Microsoft brings an official Copilot app to macOS for the first time

It took a couple of years, but it happened: Microsoft released its Copilot AI assistant as an application for macOS. The app is available for download for free from the Mac App Store right now.

It was previously available briefly as a Mac app, sort of; for a short time, Microsoft’s iPad Copilot app could run on the Mac, but access on the Mac was quickly disabled. Mac users have been able to use a web-based interface for a while.

Copilot initially launched on the web and in web browsers (Edge, obviously) before making its way onto iOS and Android last year. It has since been slotted into all sorts of first-party Microsoft software, too.

The Copilot app joins a trend already spearheaded by ChatGPT and Anthropic of bringing native apps to the macOS platform. Like those, it enables an OS-wide keyboard shortcut to invoke a field for starting a chat at any time. It offers most of the same use cases: translating or summarizing text, answering questions, preparing reports and documents, solving coding problems or generating scripts, brainstorming, and so on.
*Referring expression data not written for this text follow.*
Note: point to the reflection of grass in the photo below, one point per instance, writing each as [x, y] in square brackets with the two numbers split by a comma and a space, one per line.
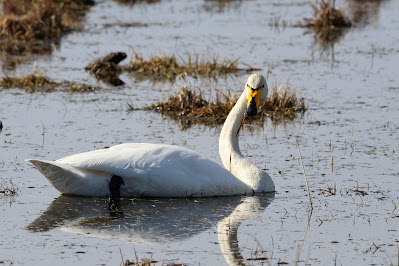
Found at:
[168, 67]
[189, 106]
[39, 83]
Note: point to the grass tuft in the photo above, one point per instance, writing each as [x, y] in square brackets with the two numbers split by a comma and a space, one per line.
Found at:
[161, 67]
[8, 189]
[189, 106]
[107, 69]
[39, 83]
[327, 17]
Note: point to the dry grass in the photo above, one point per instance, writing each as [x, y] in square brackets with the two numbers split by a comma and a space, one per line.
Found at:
[40, 83]
[327, 17]
[163, 67]
[8, 189]
[188, 106]
[107, 69]
[26, 23]
[329, 23]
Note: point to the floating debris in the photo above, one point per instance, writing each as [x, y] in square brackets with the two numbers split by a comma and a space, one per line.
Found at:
[161, 67]
[107, 69]
[132, 2]
[29, 83]
[188, 106]
[329, 23]
[220, 5]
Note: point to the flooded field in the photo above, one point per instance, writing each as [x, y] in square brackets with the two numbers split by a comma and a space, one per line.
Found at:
[348, 138]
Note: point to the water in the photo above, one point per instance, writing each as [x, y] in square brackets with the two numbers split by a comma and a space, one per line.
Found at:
[348, 140]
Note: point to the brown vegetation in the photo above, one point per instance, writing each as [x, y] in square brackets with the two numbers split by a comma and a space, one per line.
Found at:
[26, 23]
[329, 23]
[189, 106]
[327, 17]
[161, 67]
[39, 83]
[107, 69]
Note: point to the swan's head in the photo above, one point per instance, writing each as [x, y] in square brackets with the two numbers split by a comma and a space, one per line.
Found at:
[257, 92]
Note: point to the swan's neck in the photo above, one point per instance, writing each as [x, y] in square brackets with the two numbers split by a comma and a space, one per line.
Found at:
[230, 153]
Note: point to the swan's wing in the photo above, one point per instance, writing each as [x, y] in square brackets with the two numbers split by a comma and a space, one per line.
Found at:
[71, 180]
[160, 170]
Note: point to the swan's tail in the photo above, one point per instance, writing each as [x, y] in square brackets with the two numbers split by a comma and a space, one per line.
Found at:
[74, 181]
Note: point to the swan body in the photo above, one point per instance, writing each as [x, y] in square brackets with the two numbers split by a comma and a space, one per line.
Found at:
[158, 170]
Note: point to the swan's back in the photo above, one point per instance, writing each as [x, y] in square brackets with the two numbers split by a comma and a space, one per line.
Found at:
[153, 170]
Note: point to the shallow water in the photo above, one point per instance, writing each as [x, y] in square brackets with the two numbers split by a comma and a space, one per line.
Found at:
[348, 140]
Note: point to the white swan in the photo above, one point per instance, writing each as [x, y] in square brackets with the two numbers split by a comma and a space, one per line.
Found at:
[158, 170]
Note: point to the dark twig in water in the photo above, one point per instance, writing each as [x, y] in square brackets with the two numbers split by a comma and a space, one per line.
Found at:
[304, 174]
[107, 69]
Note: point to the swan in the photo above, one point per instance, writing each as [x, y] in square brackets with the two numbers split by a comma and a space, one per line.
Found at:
[159, 170]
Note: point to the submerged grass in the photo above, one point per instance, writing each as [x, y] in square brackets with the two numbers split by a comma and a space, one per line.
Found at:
[8, 189]
[40, 83]
[161, 67]
[190, 107]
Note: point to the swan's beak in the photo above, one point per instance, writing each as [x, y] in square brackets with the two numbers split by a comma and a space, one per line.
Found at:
[254, 96]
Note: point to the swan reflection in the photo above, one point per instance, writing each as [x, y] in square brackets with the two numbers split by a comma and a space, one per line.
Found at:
[153, 221]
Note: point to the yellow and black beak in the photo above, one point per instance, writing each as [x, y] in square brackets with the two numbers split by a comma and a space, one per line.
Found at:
[254, 96]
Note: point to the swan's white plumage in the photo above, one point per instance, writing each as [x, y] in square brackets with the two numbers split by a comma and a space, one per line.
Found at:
[158, 170]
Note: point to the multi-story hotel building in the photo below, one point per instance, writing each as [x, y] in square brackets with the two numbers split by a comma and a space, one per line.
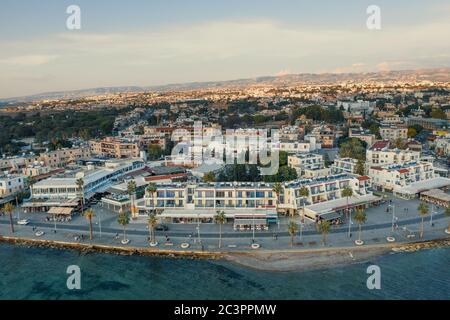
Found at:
[54, 159]
[11, 184]
[115, 148]
[187, 201]
[393, 133]
[403, 179]
[380, 154]
[63, 187]
[302, 161]
[344, 165]
[363, 135]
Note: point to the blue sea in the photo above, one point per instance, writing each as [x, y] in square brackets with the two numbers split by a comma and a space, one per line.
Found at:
[40, 273]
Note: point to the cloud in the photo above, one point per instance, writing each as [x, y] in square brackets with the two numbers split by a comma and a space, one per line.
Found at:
[282, 73]
[28, 60]
[217, 50]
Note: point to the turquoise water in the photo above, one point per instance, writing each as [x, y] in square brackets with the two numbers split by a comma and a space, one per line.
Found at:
[38, 273]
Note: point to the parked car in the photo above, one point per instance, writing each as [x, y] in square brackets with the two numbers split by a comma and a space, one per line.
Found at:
[23, 222]
[161, 227]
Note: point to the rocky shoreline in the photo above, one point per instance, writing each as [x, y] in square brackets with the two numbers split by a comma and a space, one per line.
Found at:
[262, 260]
[84, 248]
[303, 260]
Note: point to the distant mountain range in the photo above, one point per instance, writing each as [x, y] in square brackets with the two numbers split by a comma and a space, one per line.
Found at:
[438, 74]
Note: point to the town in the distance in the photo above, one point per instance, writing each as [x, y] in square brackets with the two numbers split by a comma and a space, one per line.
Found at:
[360, 162]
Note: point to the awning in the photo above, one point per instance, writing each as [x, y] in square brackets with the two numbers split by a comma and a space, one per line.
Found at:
[329, 216]
[250, 222]
[60, 211]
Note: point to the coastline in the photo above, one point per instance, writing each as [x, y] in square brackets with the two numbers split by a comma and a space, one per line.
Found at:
[261, 260]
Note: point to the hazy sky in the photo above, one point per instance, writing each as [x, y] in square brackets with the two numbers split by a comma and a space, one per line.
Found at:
[152, 42]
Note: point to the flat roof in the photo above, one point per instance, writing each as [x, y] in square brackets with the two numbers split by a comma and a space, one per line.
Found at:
[333, 205]
[424, 185]
[437, 194]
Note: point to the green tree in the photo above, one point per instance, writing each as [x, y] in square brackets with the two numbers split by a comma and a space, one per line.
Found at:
[220, 219]
[360, 218]
[209, 177]
[80, 185]
[123, 219]
[412, 132]
[152, 223]
[292, 229]
[131, 189]
[438, 114]
[324, 227]
[151, 189]
[423, 211]
[154, 152]
[352, 148]
[89, 215]
[9, 209]
[447, 213]
[277, 188]
[359, 169]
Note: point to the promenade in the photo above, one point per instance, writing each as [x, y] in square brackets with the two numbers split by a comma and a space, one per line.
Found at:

Copilot uses OpenAI models like GPT-4 and DALL-E 3 (yes, it generates images, too) alongside others like Microsoft’s in-house Prometheus. Microsoft has invested significant amounts of money into OpenAI in recent years as the basis for Copilot and basically everything in its AI strategy.

Like Apple’s own built-in generative AI features, Copilot for macOS requires an M1 or later Mac. It also requires users to run macOS 14 or later.